Lat week, the Consumer Financial Protection Bureau (CFPB) finalized two changes to the “Know Before You Owe” mortgage disclosure rules. The new rules address when mortgage borrowers will receive updated disclosures after locking their rates, and how consumers receive information regarding certain construction loans.
In order to simplify an old 30-year-old rule that required lenders to deliver two different disclosures to borrowers within three business days after receiving a loan application, and another two disclosures at the closing stage; in 2013, the CFPB introduced new mortgage disclosure forms under the Dodd-Frank Wall Street Reform and Consumer Protection Act, where otherwise the disclosures had contained duplicate and sometimes confusing information.
According to the CFPB, this new process is intended to help consumers understand their best options, and assist them in deciding the best deal for them to avoid costly surprises at the closing table.

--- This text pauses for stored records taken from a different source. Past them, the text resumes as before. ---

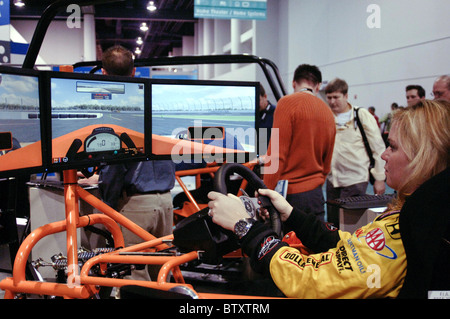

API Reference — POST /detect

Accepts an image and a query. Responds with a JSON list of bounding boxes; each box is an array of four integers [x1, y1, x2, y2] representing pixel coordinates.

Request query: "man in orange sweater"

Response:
[[263, 64, 336, 221]]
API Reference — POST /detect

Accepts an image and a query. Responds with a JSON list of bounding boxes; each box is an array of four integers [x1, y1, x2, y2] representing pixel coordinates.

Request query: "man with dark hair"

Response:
[[405, 84, 425, 107], [101, 45, 135, 77], [325, 78, 386, 227], [98, 45, 176, 285], [292, 64, 322, 85], [263, 64, 335, 222]]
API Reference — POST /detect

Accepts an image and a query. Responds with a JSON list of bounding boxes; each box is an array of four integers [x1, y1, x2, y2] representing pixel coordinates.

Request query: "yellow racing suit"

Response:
[[240, 209, 407, 299]]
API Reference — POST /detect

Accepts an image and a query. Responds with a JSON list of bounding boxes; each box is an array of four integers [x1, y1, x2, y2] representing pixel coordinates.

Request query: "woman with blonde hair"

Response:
[[385, 99, 449, 210], [389, 99, 450, 298], [207, 99, 450, 298]]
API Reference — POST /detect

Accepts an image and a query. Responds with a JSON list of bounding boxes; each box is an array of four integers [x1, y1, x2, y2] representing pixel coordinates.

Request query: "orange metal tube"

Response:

According to the CFPB, under the new mortgage rules, creditors will need to provide a revised Loan Estimate within three business days after a borrower locks in a floating interest rate. The old rule required lenders to provide the revised Loan Estimate on the date the rate is locked. Allowing three business days for the new Loan Estimate will give creditors enough time to provide new disclosures without having to reduce flexibility that consumers may have today in locking their rates.
The second change is a minor addition on the Loan Estimate form for mortgages that involve new home construction. These construction loans often take longer to settle than other loans, and the estimated charges can change. Today’s change creates a space on the Loan Estimate form where creditors could include language informing consumers that they may receive a revised Loan Estimate for a construction loan that is expected to take more than 60 days to settle.
The CFPB Director Richard Cordray had said, “The new ‘Know Before You Owe’ mortgage forms improve consumer understanding, aid comparison shopping, and help prevent closing table surprises for consumers. Today’s minor changes will make it easier for creditors to comply with the disclosure rules while maintaining these important new consumer protections.”
The rule will go into effect on August 1, 2015.